ガンダムの「生みの親」が語る戦争(2020年8月15日東京新聞)

自分はいわゆる「ガンダム世代」に属する。小学生男子だった頃は普通にテレビで初代ガンダムの放送を見ていた。作中に登場するモビルスーツの絵をよく描いたし、ガンダムのプラモデル、略してガンプラを作った記憶もある。ガンダムマニアにはならなかったが、それなりに影響を受けた。そのガンダムの生みの親たちが戦争について語る、東京新聞の記事を読んだ。75年目の終戦記念日、今年の8月15日付けの記事。
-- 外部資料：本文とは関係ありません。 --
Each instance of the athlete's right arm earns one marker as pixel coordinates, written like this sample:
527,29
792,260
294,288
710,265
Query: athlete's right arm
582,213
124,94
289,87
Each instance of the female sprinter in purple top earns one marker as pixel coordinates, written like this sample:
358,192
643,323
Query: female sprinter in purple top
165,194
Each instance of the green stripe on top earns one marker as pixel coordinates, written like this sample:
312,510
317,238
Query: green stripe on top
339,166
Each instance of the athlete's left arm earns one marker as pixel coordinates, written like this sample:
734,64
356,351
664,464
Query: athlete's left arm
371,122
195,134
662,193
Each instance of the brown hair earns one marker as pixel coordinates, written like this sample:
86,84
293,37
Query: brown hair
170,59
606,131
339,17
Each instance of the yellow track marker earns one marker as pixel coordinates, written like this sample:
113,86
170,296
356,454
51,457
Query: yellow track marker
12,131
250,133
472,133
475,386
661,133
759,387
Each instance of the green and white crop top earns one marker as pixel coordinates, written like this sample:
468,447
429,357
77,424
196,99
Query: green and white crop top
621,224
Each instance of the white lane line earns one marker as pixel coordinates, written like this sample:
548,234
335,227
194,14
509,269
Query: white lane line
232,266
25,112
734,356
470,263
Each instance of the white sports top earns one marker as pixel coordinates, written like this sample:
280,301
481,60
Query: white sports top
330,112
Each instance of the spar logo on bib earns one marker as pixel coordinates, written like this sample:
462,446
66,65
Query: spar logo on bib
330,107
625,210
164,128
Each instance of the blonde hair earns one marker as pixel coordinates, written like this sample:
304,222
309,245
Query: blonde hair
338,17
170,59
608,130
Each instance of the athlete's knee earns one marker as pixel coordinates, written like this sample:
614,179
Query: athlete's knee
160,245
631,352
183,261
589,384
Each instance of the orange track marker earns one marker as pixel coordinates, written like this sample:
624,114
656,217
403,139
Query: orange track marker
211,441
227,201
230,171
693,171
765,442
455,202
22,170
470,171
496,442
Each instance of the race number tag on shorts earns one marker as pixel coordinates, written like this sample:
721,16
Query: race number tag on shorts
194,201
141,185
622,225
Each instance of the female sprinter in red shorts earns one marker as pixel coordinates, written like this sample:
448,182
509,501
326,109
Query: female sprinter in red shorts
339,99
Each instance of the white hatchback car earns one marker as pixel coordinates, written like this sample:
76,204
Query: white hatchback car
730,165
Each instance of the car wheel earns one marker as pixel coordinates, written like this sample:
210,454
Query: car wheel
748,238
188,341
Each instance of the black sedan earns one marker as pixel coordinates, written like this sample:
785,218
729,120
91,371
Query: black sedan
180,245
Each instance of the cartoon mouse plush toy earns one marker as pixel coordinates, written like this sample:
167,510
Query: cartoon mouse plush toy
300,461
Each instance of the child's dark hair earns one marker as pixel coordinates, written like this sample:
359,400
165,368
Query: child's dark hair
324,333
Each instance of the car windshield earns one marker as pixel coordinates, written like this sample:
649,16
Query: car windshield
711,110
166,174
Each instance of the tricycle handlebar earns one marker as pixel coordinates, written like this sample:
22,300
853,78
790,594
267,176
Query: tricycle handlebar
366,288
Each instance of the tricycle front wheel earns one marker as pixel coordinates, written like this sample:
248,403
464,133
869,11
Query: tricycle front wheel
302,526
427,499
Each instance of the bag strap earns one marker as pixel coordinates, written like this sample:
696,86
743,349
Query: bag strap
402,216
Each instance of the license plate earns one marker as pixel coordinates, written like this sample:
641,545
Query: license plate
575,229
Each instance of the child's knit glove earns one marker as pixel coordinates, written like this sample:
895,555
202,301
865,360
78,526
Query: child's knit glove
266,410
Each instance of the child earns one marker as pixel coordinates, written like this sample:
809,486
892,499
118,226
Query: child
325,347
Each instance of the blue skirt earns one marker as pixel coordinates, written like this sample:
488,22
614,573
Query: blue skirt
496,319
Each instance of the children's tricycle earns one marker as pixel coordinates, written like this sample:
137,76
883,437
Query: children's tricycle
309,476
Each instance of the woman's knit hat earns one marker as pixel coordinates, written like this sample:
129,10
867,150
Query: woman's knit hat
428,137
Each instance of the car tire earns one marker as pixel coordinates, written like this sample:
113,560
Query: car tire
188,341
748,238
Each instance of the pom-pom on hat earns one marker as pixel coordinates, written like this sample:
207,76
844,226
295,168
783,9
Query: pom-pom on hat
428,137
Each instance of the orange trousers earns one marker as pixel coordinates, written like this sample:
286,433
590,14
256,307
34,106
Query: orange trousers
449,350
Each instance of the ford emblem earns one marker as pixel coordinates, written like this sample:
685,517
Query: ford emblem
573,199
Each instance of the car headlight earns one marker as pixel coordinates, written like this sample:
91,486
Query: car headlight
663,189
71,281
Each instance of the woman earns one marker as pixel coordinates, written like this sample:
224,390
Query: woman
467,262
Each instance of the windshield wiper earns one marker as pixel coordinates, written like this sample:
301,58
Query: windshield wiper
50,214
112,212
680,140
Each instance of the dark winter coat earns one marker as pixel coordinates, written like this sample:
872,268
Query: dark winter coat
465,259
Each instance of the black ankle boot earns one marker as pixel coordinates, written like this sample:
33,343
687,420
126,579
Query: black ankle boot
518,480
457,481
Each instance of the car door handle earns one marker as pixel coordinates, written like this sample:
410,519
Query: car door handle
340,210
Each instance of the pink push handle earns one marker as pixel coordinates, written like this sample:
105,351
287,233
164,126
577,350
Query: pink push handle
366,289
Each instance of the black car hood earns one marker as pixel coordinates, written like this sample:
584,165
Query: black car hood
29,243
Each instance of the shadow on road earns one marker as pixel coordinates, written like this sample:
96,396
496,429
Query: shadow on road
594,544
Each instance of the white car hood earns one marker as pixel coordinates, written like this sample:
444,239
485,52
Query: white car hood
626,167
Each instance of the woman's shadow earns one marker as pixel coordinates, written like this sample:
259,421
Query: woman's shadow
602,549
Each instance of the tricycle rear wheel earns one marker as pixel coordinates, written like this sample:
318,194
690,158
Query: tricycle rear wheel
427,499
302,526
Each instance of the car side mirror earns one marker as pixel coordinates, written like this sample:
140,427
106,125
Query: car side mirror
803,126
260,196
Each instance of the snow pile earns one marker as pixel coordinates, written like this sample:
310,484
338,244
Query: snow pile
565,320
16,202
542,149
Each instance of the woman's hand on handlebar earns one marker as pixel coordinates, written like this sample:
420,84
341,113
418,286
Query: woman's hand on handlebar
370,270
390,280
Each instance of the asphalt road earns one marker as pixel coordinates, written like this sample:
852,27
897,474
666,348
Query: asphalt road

ガンダムの「生みの親」が語る戦争「ミリタリーは妄想、かっこよくない」「小さき者の視点、自覚を」

テレビでガンダムを見ていた小学生当時、自分はアニメで描かれていたという「戦争のリアリズム」を感じ取れるほど精神的に成熟していなかった。モビルスーツや戦士たちのかっこよさに惹かれるだけだった。あれはミリタリーのかっこよさではなく、民間人が容赦なく巻き込まれる戦争の非情さを描いたのだ、と作者たちに言われてもピンと来ないところはある。それでも、いやそれだからこそか、ガンダムの生みの親たちが語る戦争論を食い入るように読んでしまった。自分は、両氏が語ることに全面的に賛成する。特に同感する発言を記事から引用する。

まず、キャラクターデザインの安彦良和氏の言葉。

 一九九〇年代、ソ連崩壊とユーゴスラビアの内戦は衝撃だった。歴史は進歩せず繰り返してしまうんだ。われわれは基本的に愚かなものなんだ。愚かでしかありようがないんだ、と。
その中で正気を保つためのてこになるものは、宗教、大義、愛国心といったものではない。戦いに巻き込まれる「小さき者」たちの視点に心を寄せ、自分自身を小さき者として自覚すること以外にないのではないかと思う。小さき者がどれだけ影響を受け、どういう状況に陥るかが見えなくなった時、人間は間違いを犯してしまうのではないか。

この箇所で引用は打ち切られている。